Sanya (stylized as Sànyà) is a 2022 mythological fantasy novel and the 2025 winner of The Nigeria Prize for Literature. It is the debut novel by Nigerian author Oyin Olugbile, published by Masobe Books. The novel is a retelling of Yoruba mythology, reimagining the legacy of the male deity Ṣàngó through a powerful female protagonist.

== Synopsis ==
The story follows the journey of Sànyà and her sickly older brother, Dada. Born into a royal lineage with a prophecy of a great warrior who will either save or destroy the world, Sànyà's parents die tragically, forcing the siblings to navigate a new life.

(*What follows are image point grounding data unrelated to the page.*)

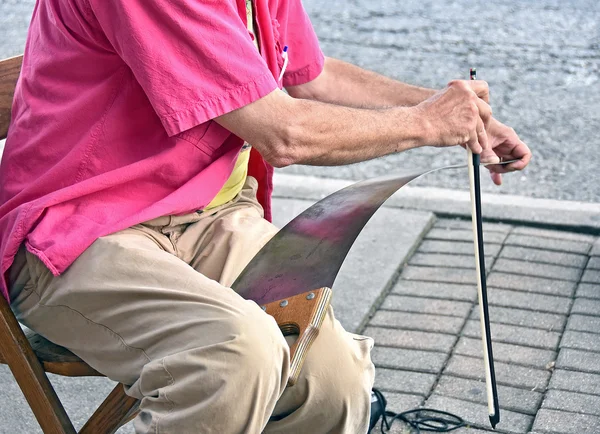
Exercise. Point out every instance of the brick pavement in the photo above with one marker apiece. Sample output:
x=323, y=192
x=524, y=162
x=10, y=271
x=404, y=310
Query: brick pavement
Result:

Sànyà discovers her powers are linked to a dark prophecy she must fight to avoid. As the stronger of the two, she assumes the role of protector to her clairvoyant brother, challenging the patriarchal expectations of her society. Her attempts to forge a new identity ultimately trigger a devastating war that pits her against those she loves, including Dada, who transforms into a formidable Sorcerer King. The novel is described as a tragic epic exploring love, loss, and the corrupting nature of power.

== Recognition ==
Sànyà by Oyin Olugbile was announced as the winner of the $100,000 prize for the prose fiction cycle on October 10, 2025, beating international bestselling authors Chigozie Obioma and Nikki May on the shortlist. The advisory board, led by Professor Akachi Adimora-Ezeigbo, commended Olugbile's "distinct and daring" approach to mythology retelling and the novel's plotting and characterisation. The novel blends traditional Yoruba culture with modern fantasy, drawing comparisons to the work of Tomi Adeyemi and Nnedi Okorafor.